Yesterday, the New York Times ran an editorial criticizing Senate Republicans for preemptively and hypocritically threatening to filibuster President Obama’s judicial nominees if they are not consulted and approve of any nominees before they are made.
Predictably, Ed Whelan doesn’t like it:
1. The editorial contends that Republican senators are now “threatening … filibusters if Mr. Obama’s nominees are not to their liking”, and it alleges that this threat is “at odds with their previous views on the subject.” But the Republican senators’ letter does not threaten filibusters for the purpose of defeating judicial nominees “not to their liking”. It threatens a filibuster if Democrats trample the traditional blue-slip privilege.
2. As to the blue-slip privilege: The editorial states that Judiciary Committee chairman Patrick Leahy “must decide whether to follow the Senate’s ‘blue slip’ tradition, which holds that judicial nominees should not move forward without their home-state senators’ support.” Two sentences later, it asserts that “Republicans abandoned them [blue slips] when they controlled the Senate under Mr. Bush.” That assertion is a fantasy, an ignorant statement, or an outright lie. All that Senate Republicans are seeking is maintenance of the same blue-slip practice that they afforded Democrats under President Bush. There is nothing that Leahy “must decide”—unless he wants to trample the blue-slip privilege.
Let’s take these points one at a time.
Point 1: Whelan says that the Republicans are not threatening to filibuster only if “the traditional blue-slip privilege” is not observed. Of course, if this letter were really about “blue-slip privileges” it should have been sent to Senate Judiciary Chairman Patrick Leahy who is in charge of determining the committee’s blue-slip policy, rather than President Obama. The letter instead was sent to Obama and it makes no mention of blue-slip policy at all. What it does make is a demand to be consulted on nominations and a threat to prevent them from moving forward if they are not:
We hope your Administration will consult with us as it considers possible nominations to the federal courts from our states. Regretfully, if we are not consulted on, and approve of, a nominee from our states, the Republican Conference will be unable to support moving forward on that nominee.
Let's be clear, this has less to do with blue-slip policy than it does with the Republicans' very clear threat to filibuster any judicial nominee of whom they do not approve which, as we pointed out before, is a position that is diametrically opposed to the one they held when George W. Bush was in office regarding the Senate’s role in the confirmation process.
In addition, as this Congressional Research Service report [PDF] from last year explains, Senators from the opposition party have traditionally had little influence over the judicial selection process itself and have exercised their power primarily through the use of the blue-slip.

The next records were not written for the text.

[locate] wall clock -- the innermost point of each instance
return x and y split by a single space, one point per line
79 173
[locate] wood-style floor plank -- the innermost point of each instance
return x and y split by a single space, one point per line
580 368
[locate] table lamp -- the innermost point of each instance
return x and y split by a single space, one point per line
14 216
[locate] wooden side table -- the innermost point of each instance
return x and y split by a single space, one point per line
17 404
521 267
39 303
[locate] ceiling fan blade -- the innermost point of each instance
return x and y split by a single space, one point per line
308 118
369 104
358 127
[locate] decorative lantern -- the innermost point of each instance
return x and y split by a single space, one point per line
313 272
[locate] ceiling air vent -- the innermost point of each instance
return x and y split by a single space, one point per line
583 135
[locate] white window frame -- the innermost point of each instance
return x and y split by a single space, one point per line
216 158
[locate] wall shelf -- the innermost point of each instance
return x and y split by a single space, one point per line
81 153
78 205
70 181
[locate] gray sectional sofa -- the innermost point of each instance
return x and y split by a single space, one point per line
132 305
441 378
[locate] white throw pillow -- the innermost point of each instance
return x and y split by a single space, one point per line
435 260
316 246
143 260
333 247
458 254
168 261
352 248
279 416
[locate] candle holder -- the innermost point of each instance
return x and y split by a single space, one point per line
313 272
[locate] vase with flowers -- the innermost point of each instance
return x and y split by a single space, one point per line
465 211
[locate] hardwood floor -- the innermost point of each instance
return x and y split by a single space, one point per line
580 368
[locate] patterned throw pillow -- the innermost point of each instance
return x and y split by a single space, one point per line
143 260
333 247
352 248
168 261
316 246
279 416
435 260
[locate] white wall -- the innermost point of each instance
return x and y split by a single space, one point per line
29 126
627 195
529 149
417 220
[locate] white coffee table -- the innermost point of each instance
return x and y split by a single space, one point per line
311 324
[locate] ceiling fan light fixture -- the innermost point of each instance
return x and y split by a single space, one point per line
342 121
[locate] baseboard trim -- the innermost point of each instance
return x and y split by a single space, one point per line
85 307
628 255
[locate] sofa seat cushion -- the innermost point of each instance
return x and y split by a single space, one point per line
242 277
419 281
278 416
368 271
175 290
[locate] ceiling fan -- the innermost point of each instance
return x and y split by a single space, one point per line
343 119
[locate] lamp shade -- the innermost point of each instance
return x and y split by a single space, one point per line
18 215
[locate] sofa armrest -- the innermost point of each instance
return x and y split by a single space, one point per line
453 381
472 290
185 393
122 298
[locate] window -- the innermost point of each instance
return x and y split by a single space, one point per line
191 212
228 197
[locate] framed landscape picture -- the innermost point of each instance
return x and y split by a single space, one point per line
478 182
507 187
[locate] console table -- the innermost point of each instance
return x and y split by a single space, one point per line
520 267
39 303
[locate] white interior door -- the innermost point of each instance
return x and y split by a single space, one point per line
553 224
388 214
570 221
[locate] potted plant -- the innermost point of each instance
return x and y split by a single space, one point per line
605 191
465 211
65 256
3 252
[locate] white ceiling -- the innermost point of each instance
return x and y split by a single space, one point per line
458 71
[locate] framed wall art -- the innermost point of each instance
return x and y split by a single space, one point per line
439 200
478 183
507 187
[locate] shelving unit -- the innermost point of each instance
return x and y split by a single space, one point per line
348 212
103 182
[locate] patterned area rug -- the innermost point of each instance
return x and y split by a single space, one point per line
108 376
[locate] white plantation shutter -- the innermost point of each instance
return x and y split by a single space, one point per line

Which brings us to Point 2: Whelan asserts that the claim that Republicans ignored the blue-slip policy under President Bush is “a fantasy, an ignorant statement, or an outright lie” and that “all that Senate Republicans are seeking is maintenance of the same blue-slip practice that they afforded Democrats under President Bush.”
What practice would that be? The one Sen. Hatch had of ignoring the blue-slip policy altogether when it served the GOP’s interests, according to the Congressional Research Service?

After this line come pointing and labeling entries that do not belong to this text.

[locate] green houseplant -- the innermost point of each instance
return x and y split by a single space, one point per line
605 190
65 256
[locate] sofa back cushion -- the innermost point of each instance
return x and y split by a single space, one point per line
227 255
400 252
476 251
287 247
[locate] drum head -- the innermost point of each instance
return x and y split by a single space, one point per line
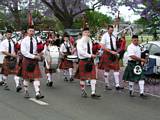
72 57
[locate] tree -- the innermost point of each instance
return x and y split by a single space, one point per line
67 10
12 5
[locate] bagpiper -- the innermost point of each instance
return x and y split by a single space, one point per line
30 66
66 65
10 61
109 59
86 69
134 71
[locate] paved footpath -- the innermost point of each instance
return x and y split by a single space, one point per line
63 102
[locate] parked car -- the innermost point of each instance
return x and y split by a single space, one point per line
153 65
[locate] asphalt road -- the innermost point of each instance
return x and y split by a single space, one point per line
63 102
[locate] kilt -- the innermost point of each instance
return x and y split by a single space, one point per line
129 74
5 68
65 64
82 74
49 70
19 68
30 75
106 62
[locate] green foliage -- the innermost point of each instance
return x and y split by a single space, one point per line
96 20
2 21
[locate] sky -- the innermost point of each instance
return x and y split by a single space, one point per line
128 15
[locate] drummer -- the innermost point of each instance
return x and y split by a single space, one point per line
10 60
48 70
66 65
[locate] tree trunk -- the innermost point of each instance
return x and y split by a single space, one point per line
67 22
17 19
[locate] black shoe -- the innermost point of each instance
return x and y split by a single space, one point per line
119 88
95 96
39 96
71 80
131 94
2 83
84 94
143 96
88 83
26 95
49 83
65 79
18 88
108 88
6 87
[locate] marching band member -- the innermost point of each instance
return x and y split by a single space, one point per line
134 59
30 66
86 69
10 60
109 59
66 65
47 63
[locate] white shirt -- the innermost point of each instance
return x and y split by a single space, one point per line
133 50
25 47
82 47
4 46
63 47
106 40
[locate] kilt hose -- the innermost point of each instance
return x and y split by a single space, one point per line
81 72
50 70
30 75
107 63
65 64
5 68
129 74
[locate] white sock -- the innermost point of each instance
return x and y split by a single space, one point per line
116 77
70 72
65 73
1 79
93 86
49 77
36 84
141 86
16 79
131 86
106 78
4 78
25 84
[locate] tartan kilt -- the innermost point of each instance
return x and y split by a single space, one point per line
5 68
82 74
19 69
106 63
65 64
49 70
129 74
30 75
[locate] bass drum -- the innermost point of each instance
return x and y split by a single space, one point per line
52 57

The Kuhl nomination appears to represent a significant change in the blue slip policies between Chairman Leahy in the 107th Congress and Chairman Hatch in the 108th Congress. During the 107th Congress, Chairman Leahy required both blue slips to be returned, which meant that no action was taken on Kuhl’s nomination. Without the return of California Senator Barbara Boxer’s (D) blue slip, Senator Leahy had declined to advance the Kuhl nomination in the 107th Congress. However, in the 108th Congress, even without Senator Boxer returning her blue slip, Chairman Hatch held a hearing.
Also in the 108th Congress, shortly before the 2003 August recess, Chairman Hatch held a hearing for Henry Saad of Michigan to be U.S. Circuit Court judge for the Sixth Circuit. Chairman Hatch moved forward with the Saad nomination despite the objection of Michigan Senators Carl Levin and Debbie Stabenow. This marked the first reported instance that a nomination with two negative blue slips has had any committee action since 1985 and only the second known case in committee history. Senators Levin and Stabenow had returned negative blue slips on March 19, 2003.
Is that the sort of treatment Senate Republicans are demanding? If so, I am sure the Democrats will be happy to acquiesce.
There is simply no way to believe that Senate Republicans are demanding that they receive the same treatment they accorded to Democrats when President Bush was in the White House and the GOP controlled the Senate as they know full-well that Democratic input in the process was all-but-non-existent. They would be, in essence, asking to be marginalized, ignored and steam-rolled.
In short, the letter the Senate Republicans sent to President Obama is not about the arcane minutia of the blue-slip policy. It is, rather, a sign that, far from playing the role they demanded of Democrats under President Bush, they want to assert their power to obstruct the nominations of President Obama as much as humanly possible.